2009-08-19 Thread Simon Forman
On Aug 19, 11:34 pm, John Machin sjmac...@lexicon.net wrote:
 On Aug 20, 12:12 pm, Simon Forman sajmik...@gmail.com wrote:

  On Aug 19, 8:17 pm, Jan Kaliszewski z...@chopin.edu.pl wrote:
   If you mean: to count non overlaping occurences of string A in B
   -- simply:

      B.count(A)

  You don't want to use count() in a case like this because it iterates
  through B len(A) times, i.e. this algorithm is O(A x B).

 There's seems to be multiple confusion here. Jan was talking about
 counting non-overlapping occurrences of string A in [string] B. In
 that case B.count(A) is nowhere near O(A*B)... in fact in reasonable
 cases it is sub-linear i.e. O(B/A)

 Seehttp://svn.python.org/view/python/trunk/Objects/stringlib/fastsearch

 And even a naive implementation of str.count() would not iterate
 through B len(A) times.

 and list.count() can't be used on its own to solve Neal's problem; its
 arg is a single element so it would have to be wrapped in a loop: sum
 (B.count(a) for a in A) which would of course be O(A*B)

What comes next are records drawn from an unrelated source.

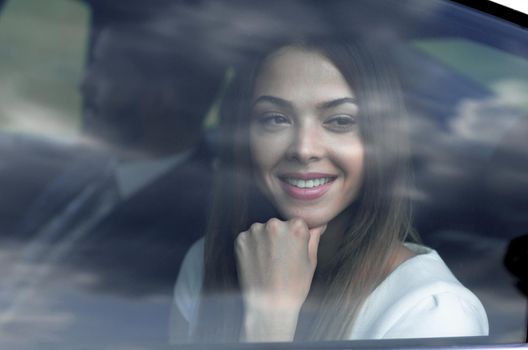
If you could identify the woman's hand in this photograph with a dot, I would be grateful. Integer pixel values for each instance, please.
(276, 262)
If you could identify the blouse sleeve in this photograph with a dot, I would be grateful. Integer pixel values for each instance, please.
(441, 315)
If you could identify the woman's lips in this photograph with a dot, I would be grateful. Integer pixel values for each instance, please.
(306, 186)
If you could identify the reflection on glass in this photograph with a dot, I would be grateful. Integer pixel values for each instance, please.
(319, 133)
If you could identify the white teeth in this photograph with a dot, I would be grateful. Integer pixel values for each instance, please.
(307, 183)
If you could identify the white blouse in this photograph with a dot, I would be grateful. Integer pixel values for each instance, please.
(421, 298)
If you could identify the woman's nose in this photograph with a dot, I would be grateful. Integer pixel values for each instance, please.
(306, 145)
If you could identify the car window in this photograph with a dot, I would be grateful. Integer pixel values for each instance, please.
(319, 174)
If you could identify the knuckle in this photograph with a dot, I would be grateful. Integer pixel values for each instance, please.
(257, 226)
(298, 227)
(273, 225)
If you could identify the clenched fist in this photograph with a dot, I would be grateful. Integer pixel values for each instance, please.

First, thanks for pointing out str.count().  I didn't know of it and I
didn't notice that that was what was being used in Jan's code. (It's
blindingly obvious-- now that you've pointed it out. :] )


Second, I was referring to this:

   dict((element, B.count(element)) for element in A)

not B.count(A). Sorry for not interspersing my comment better.